Sunday Stories: “Chemical Reactions”

partygoers

Chemical Reactions
by Marti Trgovich

Holger doesn’t come home from work on the weekends anymore. The first time it happened, he sent Sarah a text message at three in the morning: drunk. at dereks. see you morrow!

Derek was his best friend, so Sarah figured it was okay. She pictured them spending all their ones on Murphy’s jukebox, then heads hung low like flamingoes at the wooden bar. Holger used to take Sarah there when their apartment was just down the block, in the East Village, before they married and moved up to Pelham.  

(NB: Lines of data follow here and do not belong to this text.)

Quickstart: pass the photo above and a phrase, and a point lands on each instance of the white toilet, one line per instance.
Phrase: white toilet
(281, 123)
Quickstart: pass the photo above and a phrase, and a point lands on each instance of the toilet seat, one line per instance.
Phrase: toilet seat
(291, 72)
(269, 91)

In the new house, Holger had diligently hung framed photographs in the living room. Sarah protested a small gilded oval that housed an image from a photo booth, the old-fashioned kind that dives used to have. In it, a college-age Holger was liplocked with another man—not a peck on the cheek, but seriously sucking face.

“It doesn’t even fit the frame; it’s all wrong aesthetically,” Sarah had said, but Holger saw through the pretext.

“I minored in theater,” he argued in his sticky accent. “Everyone experimented.”

At 10 p.m. on Saturday the pizza boy comes—the only constant in Sarah’s life. She signs the credit card receipt and slips him a five, feeling guilty that for the past nine weekends he has witnessed this disappointing glimpse into adulthood: greasy hair, a cheap diet, sometimes tire streaks of mascara that Sarah doesn’t know exist until the bathroom mirror tells her so. She eats one slice of pepperoni, then two. By the time Law & Order is finished she has downed the whole pie—a new ritual. On the sofa, through a slit in her terrycloth robe, she glances at her belly, the way it thrusts itself out, exercising authority over the rim of her underpants below.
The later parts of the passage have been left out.